Akademus, herói grego, auxiliou incansavelmente em sua busca e, em função disso, foi premiado pelos deuses com a intocabilidade de seus domínios, que era próximo, particularmente a noroeste de Atenas. Akademus aí foi sepultado, sendo edificado um templo dedicado à deusa da sabedoria e da inteligência – Atena. Em torno deste templo havia o jardim de Akademus, de inexprimível beleza, e, exatamente neste sítio, o filósofo Platão, no ano 387 a.C., reunia-se com seus discípulos para discussões filosóficas, origem de sua renomada Escola, considerada a primeira Academia. Esta, grosso modo, seria a primeira universidade que existiu. Evocando sua descrição mítica, a academia teria também como características a fraternidade, a solidariedade e a lealdade. Os sucessores de Platão continuaram a ensinar na academia, palco de acaloradas discussões sobre dialética, ciências naturais e matemática. Até mesmo estadistas eram ali preparados. Em 529 d.C., todavia, o imperador romano do Oriente, Justiniano I,  determinou o fechamento da academia em Atenas. Marcou-se, assim, o fim da era greco-romana e consolidou-se a entrada na Alta Idade Média, período esse que vai do século V ao século X e é caracterizado basicamente pela desagregação da sociedade antiga e pela formação do sistema feudal.

                Contudo, o que provém da divindade não pode morrer. Passados novecentos anos, as academias ressurgiram com a Renascença, movimento intelectual, artístico e científico dos séculos XV e XVI que preconizava a recuperação de valores e modelos da Antiguidade greco-romana, contrapondo-se à tradição medieval. Surge na Itália e se alastra por toda a Europa, resultando em notório arejamento nas ciências, nas artes e nas ideias.

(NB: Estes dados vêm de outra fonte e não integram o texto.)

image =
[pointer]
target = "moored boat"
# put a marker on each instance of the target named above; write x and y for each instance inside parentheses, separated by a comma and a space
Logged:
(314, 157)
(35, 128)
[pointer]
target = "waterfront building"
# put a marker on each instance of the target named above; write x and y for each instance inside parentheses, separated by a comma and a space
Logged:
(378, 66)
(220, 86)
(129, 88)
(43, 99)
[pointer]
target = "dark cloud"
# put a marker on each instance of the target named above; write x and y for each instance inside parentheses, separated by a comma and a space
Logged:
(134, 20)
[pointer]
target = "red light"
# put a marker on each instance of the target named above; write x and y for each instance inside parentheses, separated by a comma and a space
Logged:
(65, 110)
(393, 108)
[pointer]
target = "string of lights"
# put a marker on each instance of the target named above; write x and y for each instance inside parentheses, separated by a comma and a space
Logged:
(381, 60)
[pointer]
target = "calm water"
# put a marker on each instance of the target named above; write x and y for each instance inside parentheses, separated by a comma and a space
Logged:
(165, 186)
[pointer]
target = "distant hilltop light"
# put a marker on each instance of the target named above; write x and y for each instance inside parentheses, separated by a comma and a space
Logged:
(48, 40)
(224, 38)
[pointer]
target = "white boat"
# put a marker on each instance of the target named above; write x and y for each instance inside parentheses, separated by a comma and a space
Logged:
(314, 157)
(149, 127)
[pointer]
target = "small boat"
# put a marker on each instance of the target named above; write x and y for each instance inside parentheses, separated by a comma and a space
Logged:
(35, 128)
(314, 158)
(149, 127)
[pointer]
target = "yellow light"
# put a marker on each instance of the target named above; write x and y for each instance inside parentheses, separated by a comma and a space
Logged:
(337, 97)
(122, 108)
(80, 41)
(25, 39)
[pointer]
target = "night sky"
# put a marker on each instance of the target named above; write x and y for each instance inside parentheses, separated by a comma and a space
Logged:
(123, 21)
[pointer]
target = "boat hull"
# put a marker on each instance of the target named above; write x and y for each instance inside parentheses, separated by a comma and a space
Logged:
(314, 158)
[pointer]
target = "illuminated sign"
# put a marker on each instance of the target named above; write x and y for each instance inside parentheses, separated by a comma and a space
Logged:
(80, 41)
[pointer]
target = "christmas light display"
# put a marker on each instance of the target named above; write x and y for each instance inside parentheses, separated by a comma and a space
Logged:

                A partir da Renascença, a academia passou a significar sociedades ou grupos formados com o intuito lato sensu de cultivar, desenvolver, investigar e divulgar a literatura, as artes e as ciências. Do século XV ao século XVIII, criaram-se em quase todos os países da Europa instituições afins. Em Portugal, as academias caracterizavam-se pelo cultivo das letras e também por preocupações científicas. Entre elas destacam-se a Academia dos Generosos (1647), a Academia dos Singulares (1663) e a Academia das Ciências de Lisboa (1779).

                No Brasil, esta prática acadêmica e associativa de caráter espiritual e cultural teve início com a Academia Basílica dos Esquecidos, fundada pelo vice-rei do Brasil, Vasco Fernandes de Menezes, aqui na Bahia, em 1724. A partir daí surgem várias outras academias; entre elas destaco a Academia Nacional de Medicina, fundada em 1829, em pleno Brasil imperial, e a Academia de Medicina de São Paulo, em 1895. Já a nossa Academia de Medicina da Bahia foi fundada em 1958.

Feito este apertado e sucinto retrospecto histórico, passo a revelar aos presentes os dados biográficos mais significativos e os panegíricos do Patrono e do último ocupante da cadeira n° 20 deste sodalício, a qual passo a ocupar doravante. São eles, respectivamente, o Prof. Dr. Flaviano Innocencio da Silva e o ilustre Prof. Dr. Newton Alves Guimarães, aqui presente nesta solenidade, que ascendeu a Emérito desta Academia.

Panegírico ao Prof. Dr. Flaviano Inocêncio da Silva (Flaviano Silva),

Nasceu em 9 de setembro de 1880, em Salvador.

Diplomou-se em Farmácia, em 1897, pela Faculdade de Medicina da Bahia. No mesmo ano, apresentou-se como voluntário para servir no Hospital de Sangue, instalado nesta Faculdade, durante a guerra de Canudos.

Colou grau de doutor em Medicina, em 1900.

Em seguida, fixou-se no sul da Bahia, exercendo a profissão em Ilhéus, Almada e Itabuna.

Depois, clinicou em Jequié e, uma vez mais, em Almada.

Em 1905 foi para o Rio de Janeiro, e da capital da República retornou para Salvador.

Depois de algum tempo em Salvador, foi para Esplanada. Naquela cidade, instalou uma farmácia e exerceu a clínica durante dois anos.

Deixando Esplanada, seguiu para Ponta Grossa, no Paraná. Foi nomeado médico da Estrada de Ferro São Paulo−Rio Grande do Sul.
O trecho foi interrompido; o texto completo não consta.